La sfida per gli investitori obbligazionari sta nell’affrontare un mercato che molti definiscono ribassista. Le fasi ribassiste nei mercati obbligazionari sono molto diverse da quelle dell’azionario, per portata e durata. A questo proposito è utile valutare il ritorno complessivo in rapporto allo yield – dice Chris Iggo, CIO Obbligazionario, AXA Investment Managers -. Quando il ritorno complessivo risulta molto più basso rispetto a quanto indicato dallo yield al momento dell’investimento, possiamo parlare di mercato ribassista (implica un calo sostenuto dei prezzi obbligazionari che supera il reddito derivante dalle cedole).
Col tempo queste fasi in cui il ritorno complessivo è negativo rispetto allo yield sono strettamente correlate alla stretta monetaria, e le perdite registrate dalle obbligazioni globali nell’ultimo anno circa sono state provocate proprio dalla stretta da parte della Federal Reserve. Questa tendenza – prosegue Iggo – proseguirà finché lo yield non sarà sufficiente a compensare le perdite di capitale che derivano dai nuovi rialzi dei tassi di interesse. Su scala mondiale non siamo ancora arrivati a questo punto, dunque persiste il rischio di rendimenti negativi, soprattutto per le strategie obbligazionarie che replicano gli indici obbligazionari basati sulla capitalizzazione di mercato.Quindi, cosa fare?
Gestione attiva
La prima cosa che mi viene da dire – dice Iggo – è di gestire i rischi del reddito fisso in modo attivo. Se il rialzo dei tassi preoccupa, allora la duration di un portafoglio obbligazionario andrebbe tenuta relativamente bassa fino al momento in cui il gestore crede che il rendimento non stia per toccare i livelli massimi, o almeno che il carry sia sufficiente a compensare eventuali perdite di capitale generate dall’aumento dei rendimenti. Strutturalmente, gli indici obbligazionari hanno prolungato la duration e prodotto rendimenti più bassi negli ultimi anni. Hanno subito un calo generalizzato della qualità di credito e prodotto premi per il rischio di credito più bassi.

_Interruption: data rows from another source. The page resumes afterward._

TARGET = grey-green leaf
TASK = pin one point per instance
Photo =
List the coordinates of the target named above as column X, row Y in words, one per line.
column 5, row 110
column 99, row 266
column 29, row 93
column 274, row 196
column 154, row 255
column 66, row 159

La reflazione favorisce linker e mercati emergenti
Guardando allo scenario globale, credo che vada detto che l’amministrazione Trump sta procedendo con il suo programma reflazionistico. Alimentare la crescita e tagliare le imposte erano gli obiettivi fondamentali dopo le elezioni. Un’America più forte, anche grazie alla deregolamentazione e alla riforma fiscale, trainerà la crescita globale un po’ più a lungo. Considerata la situazione nei mercati del lavoro e che parte del piano consiste nel limitare la libera circolazione delle persone e delle merci, l’agenda di Trump produrrà qualche effetto negativo sul fronte dell’offerta e positivo sul fronte della domanda. Questo comporterà un aumento dell’inflazione (a causa dei dazi all’importazione, dovuti all’approccio protezionistico, e dell’aumento dei salari, se i controlli sull’immigrazione limiteranno l’elasticità del mercato del lavoro). Dunque, personalmente credo che le obbligazioni indicizzate all’inflazione dovrebbero fare bene. E’ bene puntare anche sul debito dei mercati emergenti – fa notare Iggo _ che scambia con un rendimento in dollari tra il 5,5% e il 6,0%. Fintanto che la crescita globale resta robusta e i prezzi delle materie prime relativamente stabili, non c’è motivo di credere che i mercati emergenti faticheranno. Certo, potrebbe esserci qualche ripercussione sugli scambi commerciali ma a questo punto, sul fronte protezionistico, Washington sembra più un cane che abbaia ma non morde.
Il graduale ritorno del reddito
Ci troviamo in un mercato obbligazionario ribassista per cui il rischio di una perdita in termini di rendimento complessivo è maggiore rispetto agli ultimi anni. Ma non stiamo parlando di perdite del 20% come quelle che otterremmo in una fase ribassista del mercato azionario. Gradualmente le cedole sulle nuove emissioni aumenteranno e gli investitori obbligazionari inizieranno a ricevere di nuovo delle cedole più alte. Nel frattempo, un posizionamento attivo può servire a contenere le perdite di capitale; difficilmente le banche centrali provocheranno uno shock sui mercati. Finché la crescita continua e i mercati azionari non entrano veramente nel panico, le componenti a più alto beta del reddito fisso dovrebbero cavarsela – conclude Iggo -. Dunque, un’esposizione sull’high yield e sul reddito fisso dei mercati emergenti resta interessante, ancor più dopo l’aumento dei rendimenti registrato dall’inizio dell’anno.